Calculating a Cover Charge
Feb. 7, 2017 — Courts rule that co-ops and condos are entitled to fees for granting building access.
Construction workers at the building next door to your co-op want to gain access to your property. In the past, if you did not come to terms with the builder, he would just go to court and get a license requiring that you let his workers and equipment in.
That has changed, thanks to the decision in the landmark DDG Warren LLC v. Assouline Ritz 1, LLC handed down by the state appellate court in Manhattan. The court ruled that gaining access “often warrants the award of contemporaneous license fees.”
“This is the first time an appeals court had considered the issue of awarding license fees and attorneys’ fees when a property owner is seeking access to [another] property,” says attorney Dani Schwartz, a partner with Rosenberg & Estis. “Lower courts had considered the issue and had not always had consistent results.”
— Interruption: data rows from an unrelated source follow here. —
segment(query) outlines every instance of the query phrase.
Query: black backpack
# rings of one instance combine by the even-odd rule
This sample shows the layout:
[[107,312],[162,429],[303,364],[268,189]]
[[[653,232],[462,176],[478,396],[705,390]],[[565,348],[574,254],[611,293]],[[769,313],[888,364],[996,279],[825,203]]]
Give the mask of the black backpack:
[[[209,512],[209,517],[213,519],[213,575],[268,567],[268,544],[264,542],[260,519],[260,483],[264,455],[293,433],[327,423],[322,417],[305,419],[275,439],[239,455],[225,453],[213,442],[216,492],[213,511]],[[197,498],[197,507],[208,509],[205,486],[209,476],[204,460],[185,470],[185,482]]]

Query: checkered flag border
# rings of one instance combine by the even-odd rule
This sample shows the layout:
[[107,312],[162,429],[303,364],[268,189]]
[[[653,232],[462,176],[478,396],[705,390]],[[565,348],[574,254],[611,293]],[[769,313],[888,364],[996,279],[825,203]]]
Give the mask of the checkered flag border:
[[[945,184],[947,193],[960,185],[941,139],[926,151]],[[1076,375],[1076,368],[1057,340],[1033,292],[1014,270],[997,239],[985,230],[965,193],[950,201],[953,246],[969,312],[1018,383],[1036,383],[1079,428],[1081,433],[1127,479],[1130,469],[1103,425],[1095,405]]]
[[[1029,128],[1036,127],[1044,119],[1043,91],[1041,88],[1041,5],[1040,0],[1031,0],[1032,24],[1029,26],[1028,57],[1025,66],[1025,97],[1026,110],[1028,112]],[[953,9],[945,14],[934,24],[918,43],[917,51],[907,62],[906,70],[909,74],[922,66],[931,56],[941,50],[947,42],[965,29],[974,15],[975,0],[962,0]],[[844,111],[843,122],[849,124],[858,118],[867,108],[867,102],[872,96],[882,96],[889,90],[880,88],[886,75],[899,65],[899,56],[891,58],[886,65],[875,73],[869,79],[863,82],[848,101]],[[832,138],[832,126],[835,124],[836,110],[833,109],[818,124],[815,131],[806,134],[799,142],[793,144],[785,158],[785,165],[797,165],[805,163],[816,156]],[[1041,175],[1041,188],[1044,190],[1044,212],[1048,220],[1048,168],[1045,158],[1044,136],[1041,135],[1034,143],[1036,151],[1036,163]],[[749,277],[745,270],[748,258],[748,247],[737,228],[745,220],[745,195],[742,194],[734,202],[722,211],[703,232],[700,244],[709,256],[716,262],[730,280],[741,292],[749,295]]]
How does a board put a price on access when negotiating an access agreement with a developer? In one recent case where construction workers wanted to use part of a resident’s terrace as a staging area and work site, the court estimated that the terrace was “29 percent of the total square footage of the apartment,” Schwartz notes, “and so the court did math computations of the percentage of the terrace against total monthly common charges.” From there the judge took the percentage of the terrace that would actually be affected and found that $2,000 per month was “a just and equitable license fee.”
This is not necessarily the way all such future computations will be done, but it gives you an idea of what’s possible. “Common charges are not an estimation of the value of an apartment, but simply a pro-rated apportionment of expected building expenses,” Schwartz says.
Attorney Steve Troup, a partner at Tarter Krinsky & Drogin, says you can also use comparable rental value to determine a license fee. “If the rental value of an apartment is $2,000 a month greater with the terrace than not,” Troup says, “then that’s what you should get.”
In one noteworthy access case that built on the appellate court decision, Van Dorn Holdings, LLC, v. 152 W. 58th Owners Corp. and David Fallarino, the court awarded the co-op attorneys’ fees and engineering fees, noting that the co-op “clearly had a right to have an engineer of [its] choosing present when the probing [of exterior walls] occurred to ensure that [Van Dorn’s] engineer would give an accurate estimate of how long the work would take.” The judge tacked on $500-a-day penalties if construction continued beyond an agreed-upon date.
“They wanted to use our common areas and the [shareholder’s] terrace to stage their construction without paying for it,” says Troup, whose firm represented the co-op in Van Dorn. “We thought the law firm representing the developer was far too aggressive.”
How likely is your building to experience something like this? “It happens all the time, especially in Manhattan,” says Troup. “Typically it’s either new construction or Local Law 11 work.”
And when it does happen, boards are advised to get in immediate touch with their attorneys. Cautions co-op and condo attorney C. Jaye Berger, “When the developer says to you, ‘Let’s not get lawyers involved,’ that’s a red flag.”